Normal forms for morphisms in SimplexCategoryGenRel.

In this file, we establish that P_δ and P_σ morphisms in SimplexCategoryGenRel each admits a normal form.

In both cases, the normal forms are encoded as an integer m, and a strictly increasing lists of integers [i₀,…,iₙ] such that iₖ ≤ m + k for all k. We define a predicate isAdmissible m : List ℕ → Prop encoding this property. And provide some lemmas to help work with such lists.

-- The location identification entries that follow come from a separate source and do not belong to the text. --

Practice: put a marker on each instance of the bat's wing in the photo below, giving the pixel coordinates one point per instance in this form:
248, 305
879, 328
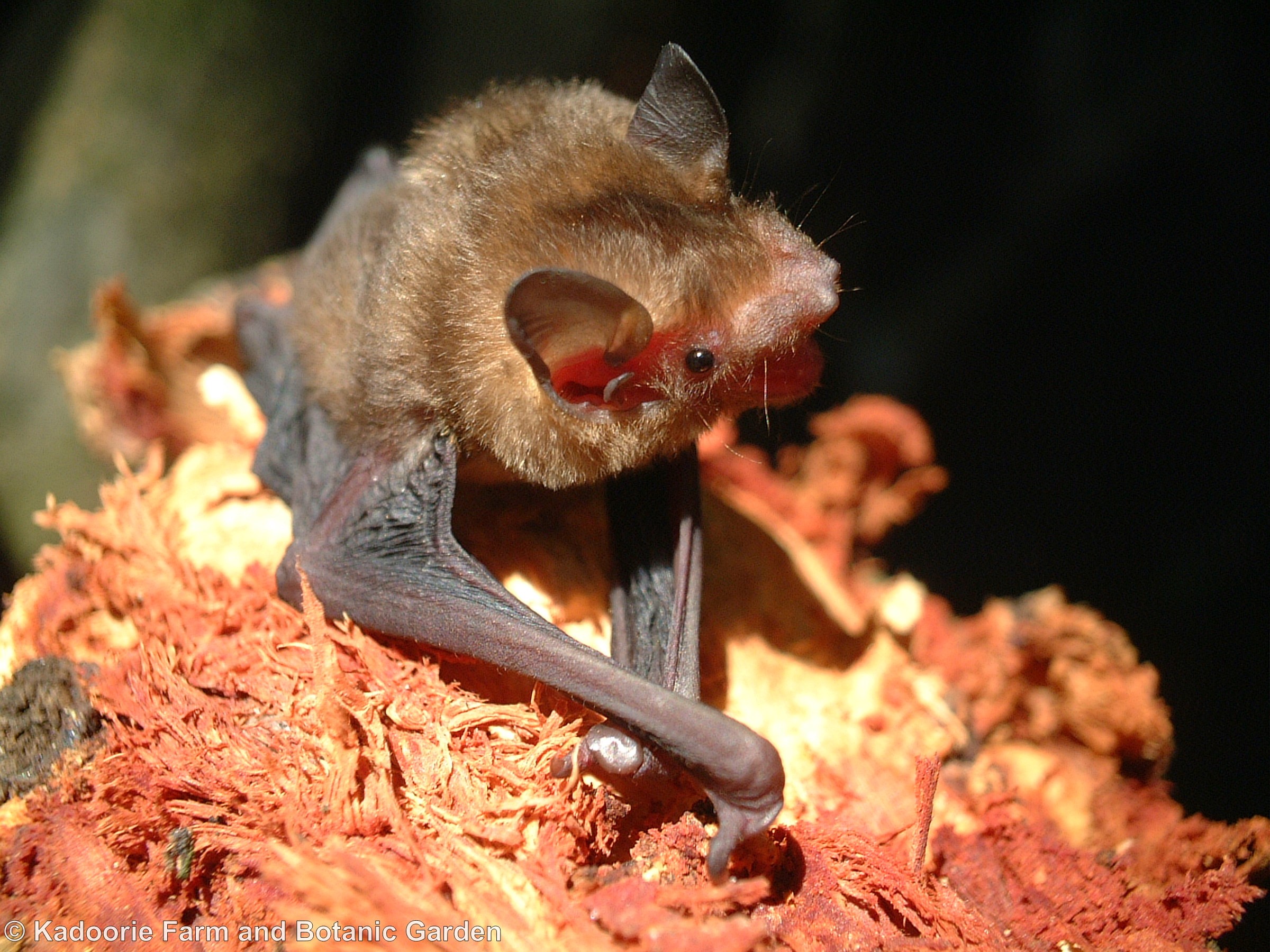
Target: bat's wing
373, 534
655, 517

Normal forms for P_σ morphisms are encoded by m-admissible lists, in which case the list [i₀,…,iₙ] represents the morphism σ iₙ ≫ ⋯ ≫ σ i₀ : .mk (m + n) ⟶ .mk n.

Normal forms for P_δ morphisms are encoded by (m + 1)-admissible lists, in which case the list [i₀,…,iₙ] represents the morphism δ i₀ ≫ ⋯ ≫ δ iₙ : .mk n ⟶ .mk (m + n).

The results in this file are to be treated as implementation-only, and they only serve as stepping stones towards proving that the canonical functor toSimplexCategory : SimplexCategoryGenRel ⥤ SimplexCategory is an equivalence.

References:

• Kerodon Tag 04FQ
• Kerodon Tag 04FT

TODOs:

• Show that every P_δ admits a unique normal form.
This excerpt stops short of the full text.